Research Meets Ecosystem: The Applied Cryptography Team Roadmap

From enhancing zkApp performance with Arrabbiata to expanding accessibility with the o1VM, our Applied Cryptography Team shares their roadmap for 2025.

image

This post is part of our roadmap series, diving deeper into the focus areas outlined in the o1Roadmap. Each post explores how each Engineering team at o1Labs is pushing Mina forward by covering what we’ve delivered (recent milestones), what we’re building (current initiatives in progress), and what’s next (future priorities).

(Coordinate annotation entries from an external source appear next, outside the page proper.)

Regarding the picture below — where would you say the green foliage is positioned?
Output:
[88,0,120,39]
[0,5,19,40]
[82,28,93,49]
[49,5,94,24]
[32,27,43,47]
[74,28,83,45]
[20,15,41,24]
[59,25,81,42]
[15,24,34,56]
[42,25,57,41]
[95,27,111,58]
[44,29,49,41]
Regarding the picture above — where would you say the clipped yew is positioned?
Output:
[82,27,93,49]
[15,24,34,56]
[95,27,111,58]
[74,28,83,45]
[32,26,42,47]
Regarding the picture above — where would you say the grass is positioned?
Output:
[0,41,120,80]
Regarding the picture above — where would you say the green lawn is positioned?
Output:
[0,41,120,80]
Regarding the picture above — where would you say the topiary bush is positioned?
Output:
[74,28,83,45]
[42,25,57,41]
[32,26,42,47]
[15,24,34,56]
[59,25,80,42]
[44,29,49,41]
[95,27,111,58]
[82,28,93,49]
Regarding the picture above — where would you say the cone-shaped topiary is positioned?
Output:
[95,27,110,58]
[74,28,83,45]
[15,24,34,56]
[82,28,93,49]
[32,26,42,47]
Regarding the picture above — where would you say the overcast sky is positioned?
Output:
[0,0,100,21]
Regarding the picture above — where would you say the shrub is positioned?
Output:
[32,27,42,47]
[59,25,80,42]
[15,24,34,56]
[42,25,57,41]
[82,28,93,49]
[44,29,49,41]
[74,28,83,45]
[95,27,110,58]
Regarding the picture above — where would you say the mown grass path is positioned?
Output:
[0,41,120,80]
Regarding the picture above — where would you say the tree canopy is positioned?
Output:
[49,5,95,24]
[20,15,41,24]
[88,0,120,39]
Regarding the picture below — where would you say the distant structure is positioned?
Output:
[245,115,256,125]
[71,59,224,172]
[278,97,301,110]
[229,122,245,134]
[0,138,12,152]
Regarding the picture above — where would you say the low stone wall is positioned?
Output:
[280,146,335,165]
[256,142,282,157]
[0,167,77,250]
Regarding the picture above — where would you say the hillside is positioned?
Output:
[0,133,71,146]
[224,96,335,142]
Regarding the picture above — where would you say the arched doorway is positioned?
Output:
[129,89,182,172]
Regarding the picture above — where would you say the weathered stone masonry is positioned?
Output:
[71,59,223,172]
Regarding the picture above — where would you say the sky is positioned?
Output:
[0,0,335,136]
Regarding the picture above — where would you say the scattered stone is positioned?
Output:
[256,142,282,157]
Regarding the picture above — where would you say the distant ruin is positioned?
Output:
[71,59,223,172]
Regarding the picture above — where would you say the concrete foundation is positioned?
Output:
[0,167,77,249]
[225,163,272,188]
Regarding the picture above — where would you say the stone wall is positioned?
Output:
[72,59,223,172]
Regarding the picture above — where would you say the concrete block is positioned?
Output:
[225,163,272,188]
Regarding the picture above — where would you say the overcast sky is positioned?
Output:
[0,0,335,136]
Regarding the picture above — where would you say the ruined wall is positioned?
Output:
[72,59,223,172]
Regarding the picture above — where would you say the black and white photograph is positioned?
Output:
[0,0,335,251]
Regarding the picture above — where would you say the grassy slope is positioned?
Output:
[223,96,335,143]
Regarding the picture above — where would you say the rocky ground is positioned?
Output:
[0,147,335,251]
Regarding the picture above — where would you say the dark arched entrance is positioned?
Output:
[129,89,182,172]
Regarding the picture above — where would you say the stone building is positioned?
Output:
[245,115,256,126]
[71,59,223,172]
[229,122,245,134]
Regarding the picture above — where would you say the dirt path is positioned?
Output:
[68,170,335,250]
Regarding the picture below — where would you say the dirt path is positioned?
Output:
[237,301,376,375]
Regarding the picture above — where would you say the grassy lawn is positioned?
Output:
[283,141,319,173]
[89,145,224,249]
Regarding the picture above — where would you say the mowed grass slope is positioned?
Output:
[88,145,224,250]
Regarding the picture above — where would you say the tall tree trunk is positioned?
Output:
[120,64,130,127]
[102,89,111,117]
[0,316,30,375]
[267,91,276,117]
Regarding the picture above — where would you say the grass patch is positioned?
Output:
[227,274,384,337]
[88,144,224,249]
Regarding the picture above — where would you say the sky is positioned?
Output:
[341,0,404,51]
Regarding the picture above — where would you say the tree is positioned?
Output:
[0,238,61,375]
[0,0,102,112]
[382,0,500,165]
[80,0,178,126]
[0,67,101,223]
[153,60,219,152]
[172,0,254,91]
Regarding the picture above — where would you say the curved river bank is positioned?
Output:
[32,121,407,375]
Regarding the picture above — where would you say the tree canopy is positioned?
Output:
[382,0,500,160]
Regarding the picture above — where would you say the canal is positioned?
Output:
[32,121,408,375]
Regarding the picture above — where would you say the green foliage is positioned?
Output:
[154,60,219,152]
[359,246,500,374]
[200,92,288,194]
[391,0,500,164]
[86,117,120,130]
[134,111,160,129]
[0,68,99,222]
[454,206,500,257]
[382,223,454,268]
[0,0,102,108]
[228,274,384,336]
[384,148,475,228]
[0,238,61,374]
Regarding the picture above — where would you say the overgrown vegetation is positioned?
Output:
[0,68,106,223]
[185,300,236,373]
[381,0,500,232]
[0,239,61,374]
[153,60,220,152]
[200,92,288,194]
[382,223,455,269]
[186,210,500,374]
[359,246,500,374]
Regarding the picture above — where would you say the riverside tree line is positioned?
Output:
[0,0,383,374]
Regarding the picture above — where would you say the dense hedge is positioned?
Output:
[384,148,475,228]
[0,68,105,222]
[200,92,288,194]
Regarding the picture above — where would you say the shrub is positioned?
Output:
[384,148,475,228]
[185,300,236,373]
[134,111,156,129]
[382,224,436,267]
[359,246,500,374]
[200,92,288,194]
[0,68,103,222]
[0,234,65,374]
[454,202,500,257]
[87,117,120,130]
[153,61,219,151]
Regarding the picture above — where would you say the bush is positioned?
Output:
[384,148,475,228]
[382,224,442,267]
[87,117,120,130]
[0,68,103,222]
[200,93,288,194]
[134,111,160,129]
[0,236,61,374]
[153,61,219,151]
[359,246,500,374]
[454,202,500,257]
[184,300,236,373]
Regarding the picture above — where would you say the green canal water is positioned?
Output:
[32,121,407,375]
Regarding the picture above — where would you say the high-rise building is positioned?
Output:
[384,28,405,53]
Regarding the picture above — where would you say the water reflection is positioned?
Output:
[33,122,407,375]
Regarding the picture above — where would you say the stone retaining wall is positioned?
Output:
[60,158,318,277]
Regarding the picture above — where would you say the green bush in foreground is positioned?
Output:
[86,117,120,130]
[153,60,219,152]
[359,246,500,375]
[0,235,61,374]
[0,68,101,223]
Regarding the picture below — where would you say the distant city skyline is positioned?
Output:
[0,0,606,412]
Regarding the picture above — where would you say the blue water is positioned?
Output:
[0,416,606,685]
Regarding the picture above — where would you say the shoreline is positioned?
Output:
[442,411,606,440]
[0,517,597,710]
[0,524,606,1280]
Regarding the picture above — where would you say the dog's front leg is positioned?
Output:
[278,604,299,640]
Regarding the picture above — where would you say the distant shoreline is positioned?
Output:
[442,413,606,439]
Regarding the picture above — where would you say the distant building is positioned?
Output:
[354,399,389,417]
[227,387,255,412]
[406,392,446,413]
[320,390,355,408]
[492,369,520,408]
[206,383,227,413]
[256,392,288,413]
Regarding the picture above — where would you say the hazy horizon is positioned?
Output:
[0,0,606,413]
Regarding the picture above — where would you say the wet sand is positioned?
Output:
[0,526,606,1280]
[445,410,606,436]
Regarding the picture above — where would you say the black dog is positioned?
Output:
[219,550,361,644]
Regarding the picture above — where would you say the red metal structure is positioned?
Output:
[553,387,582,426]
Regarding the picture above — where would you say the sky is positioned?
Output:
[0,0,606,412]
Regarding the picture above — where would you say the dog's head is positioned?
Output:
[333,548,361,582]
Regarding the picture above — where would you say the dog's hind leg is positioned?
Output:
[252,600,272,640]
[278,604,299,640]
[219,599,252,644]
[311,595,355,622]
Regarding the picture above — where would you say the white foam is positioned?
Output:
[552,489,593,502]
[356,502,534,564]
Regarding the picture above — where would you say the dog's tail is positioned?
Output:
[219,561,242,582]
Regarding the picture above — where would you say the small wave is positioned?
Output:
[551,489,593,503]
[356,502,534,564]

o1Labs ecosystem cryptography team roadmap

Our team brings applied cryptography to the Mina ecosystem. We work on the proof systems and explore new, promising research areas. We are currently working on two new exciting projects: Arrabbiata, a new folding scheme for a PLONK-ish circuit with an arbitrary number of wires and custom gates, enabling faster Incrementally Verifiable Computation (IVC) than Pickles. And the o1VM, a powerful zkVM framework that can prove the execution of programs written in MIPS or RISC-V; and

Arrabbiata

This line of work focuses on performance at the individual prover level. This is a high priority for us to enable faster proofs in Mina, to bring more power to zkApps on Mina, and to give [Project Untitled] the superpowers that will help applications on day one. We want to take advantage of the latest research to keep increasing the efficiency of our IVC layer as the research evolves.

For this, we are developing Arrabbiata as a new proof system from scratch, designed to complement and interoperate with our Pickles recursion layer. We are now close to completing the first version of Arrabbiata (see the code). Once this is done, we have several further optimizations in mind, including non-uniform IVC to use folding in more flexible ways, as well as removing the linear dependency in the custom gate degree. We prioritized this project particularly to apply it in these three important ways: improving the Mina Protocol, supporting applications in achieving their true potential, and improving the o1VM (check out the repo).

Improving the Mina Protocol

This application will be our priority. Mina is currently limited by the number of possible account updates per transaction, and the amount of computation SNARK workers need to do to create Mina’s succinct proof. Using the high performances of folding, we can alleviate these limitations, and to unlock the true potential of zkApp.. However, we can’t replace everything at once. We will first develop a compatibility layer, allowing Mina to function with Arrabbiata and Pickles concurrently. We will then replace one piece at a time.

Improving zkApps

The same benefits that we’re going to bring to the Mina protocol are useful to zkApps too. Since Mina uses the same building blocks that developers use in o1js, it seems natural to offer the same flexibility there, letting applications achieve better performance using folding where it makes sense. Even before we have a full non-uniform IVC, zkApps that run the same circuit multiple times in sequence will see a benefit from using Arrabbiata, reducing the cost and increasing the speed of proving.

Improving the o1VM

Beyond this, we also want to apply folding to the o1VM. The o1VM works by producing several proofs for segments/chunks of a computation, and merging those proofs using Pickles. This gives us a succinct proof for an arbitrarily long computation. Using Arrabbiata instead of Pickles for a larger sequence of transactions will give us a significant gain in performance, even before we’ve shipped non-uniform IVC.

Stay tuned for our next blog post on Arrabbiata where we’ll share more details!

The o1VM

Our goal is to produce a fully functional o1VM that can run in two modes: MIPS and RISC-V. We also plan to implement the necessary RISC-V syscall and toolchain to run an arbitrary Rust program written with the standard library. In the first version, the o1VM will produce a Pickles proof, giving us succinct verification as well as compatibility with Mina.

The o1VM is useful in two important ways. One is that developers can work in a familiar development environment. The second is that we can prove existing programs. We believe that not all zkApps need to be written from scratch to achieve their goals. For example, we can take an existing Ethereum light client compiling to RISC-V, and feed it to the o1VM. This gives us a bridge from Ethereum to Mina with minimal development! We already mentioned this idea in the bridge part of this post.

Further still, our o1VM is a framework for building VMs. While we're starting with these 2 high-impact ISAs, o1Labs is eager to support teams using the framework to build across any system that best meets their needs.

From improving performance with Arrabbiata to enhancing developer accessibility with the o1VM, our team is excited to continue development on these two important projects in 2025. We're committed to pushing the boundaries of what's possible in the zk ecosystem.